# cps? komisches dateiformat...



## en2k (3. Juni 2002)

hi!

frage: kennt irgendjemand das dateiformat .cps? ich hab hier (angeblich) bilder liegen, die in diesem dateiformat sind. photoshop kennt es nicht, corel, macromedia anwendungen etc. ebensowenig.
handelt es sich um bitmap- oder vektorgrafiken? und abschließend: gibt es irgendwo filter für photoshop, damit ich dieses dateiformat in ps importieren/öffnen kann?

thx im voraus!!


      ciao, nino


----------



## cocoon (3. Juni 2002)

*.cps    Backup of startup files by Central Point PC Tools autoexec.cps
*.cps	coloured postscript files 


Frag' mich jetzt bloss nicht nach Details, oder Programmen/PlugIns, mit denen Du das öffnen kannst - null Ahnung, sorry.. 

Google hilft.


----------



## en2k (4. Juni 2002)

thx, das hilft schon mal weiter!


----------



## Peter Bönnen (4. Juni 2002)

Hi,

vielleicht helfen dir die beiden Tools *ps2bmp* und *ps2gif* auf der Seite unten weiter, wenn Linux/UNIX bei dir irgendwo installiert ist:

http://www.brics.dk/~omoeller/share/#PS2BMP.BASH

Es gibt wohl auch noch *ps2epsi*, das die PostScript Datei in eine von Adobe spezifizierte *Encapsulated PostScript Interchange* Datei umwandelt. Das Tool ist wohl bei *GhostScript* (http://www.cs.wisc.edu/~ghost/) dabei.

Genaueres kann ich dir aber auch nicht zu dem Dateityp sagen. Hatte selber noch nie damit zu tun.

Gruß, Fluke :smoke:


----------



## en2k (4. Juni 2002)

genau sowas bräucht ich. allerdings hab ich kein linux drauf und auch keins da. aber danke auf jedenfall für den beitrag!

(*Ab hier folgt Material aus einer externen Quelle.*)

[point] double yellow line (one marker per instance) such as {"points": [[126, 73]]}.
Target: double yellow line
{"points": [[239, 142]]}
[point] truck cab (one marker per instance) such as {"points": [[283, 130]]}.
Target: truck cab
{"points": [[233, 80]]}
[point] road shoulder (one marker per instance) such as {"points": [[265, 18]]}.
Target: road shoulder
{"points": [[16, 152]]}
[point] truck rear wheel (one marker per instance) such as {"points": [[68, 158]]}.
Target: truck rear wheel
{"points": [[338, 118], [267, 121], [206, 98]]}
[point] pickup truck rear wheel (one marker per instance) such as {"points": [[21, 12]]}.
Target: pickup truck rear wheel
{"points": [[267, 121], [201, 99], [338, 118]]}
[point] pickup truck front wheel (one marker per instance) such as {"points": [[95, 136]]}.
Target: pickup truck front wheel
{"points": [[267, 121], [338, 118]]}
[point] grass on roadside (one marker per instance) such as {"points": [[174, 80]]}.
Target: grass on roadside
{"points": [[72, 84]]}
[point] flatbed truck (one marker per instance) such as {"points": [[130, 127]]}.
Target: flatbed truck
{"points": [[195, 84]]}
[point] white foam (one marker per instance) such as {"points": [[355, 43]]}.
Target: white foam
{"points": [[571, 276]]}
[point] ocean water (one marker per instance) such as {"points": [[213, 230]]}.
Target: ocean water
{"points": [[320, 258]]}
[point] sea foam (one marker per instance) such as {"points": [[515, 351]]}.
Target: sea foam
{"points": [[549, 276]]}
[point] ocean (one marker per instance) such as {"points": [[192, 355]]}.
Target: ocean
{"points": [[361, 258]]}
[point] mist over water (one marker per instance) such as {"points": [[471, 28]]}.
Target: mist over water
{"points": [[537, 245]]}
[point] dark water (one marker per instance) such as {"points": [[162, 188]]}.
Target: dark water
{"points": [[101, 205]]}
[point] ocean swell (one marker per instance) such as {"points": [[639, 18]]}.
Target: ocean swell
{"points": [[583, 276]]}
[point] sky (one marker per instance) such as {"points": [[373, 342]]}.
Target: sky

ich hab gerade geschaut, ob es das teil auch für win gibt... schaut aber schlecht aus. falls jemand etwas darüber weiß, bitte mailen!!! is äußerst wichtig!

      ciao, nino


----------



## Peter Bönnen (5. Juni 2002)

Du kannst mir die Datei auch an (E-Mail Adresse herauseditiert) schicken, wenn du willst. Ich probier die beiden Tools aus und schick dir das Ergebnis.

Gruß Fluke :smoke:


----------



## en2k (5. Juni 2002)

hi,

danke für das angebot, aber es sind so um die 20 dateien, die umgewandelt werden müßten. ich sieh zu, daß ich vielleicht das tool für windows auftreibe oder ein plugin finde.

trotzdem danke für deine bemühungen.

ciao, nino


----------



## Peter Bönnen (5. Juni 2002)

Vielleicht hilft PSAlter, das auf folgender Seite verlinkt ist:

http://desktoppub.about.com/cs/postscriptsofware/

Wenn du absolut nichts für Windows findest, hilft eventuell auch Cygwin weiter:

http://www.cygwin.com/mirrors.html

Damit ließen sich die o.g. Tools unter Windows in einer Linux-Bash-Shell ausführen.

EDIT:

ANMERKUNG: Mir sind jetzt einige cps-Dateien zugeschickt worden, die allesamt kein Colored PostScript waren und bei denen mir das wirkliche Format unbekannt geblieben ist. Daher habe ich auch im oberen Post meine E-Mail Adresse entfernt.

Gruß, Fluke


----------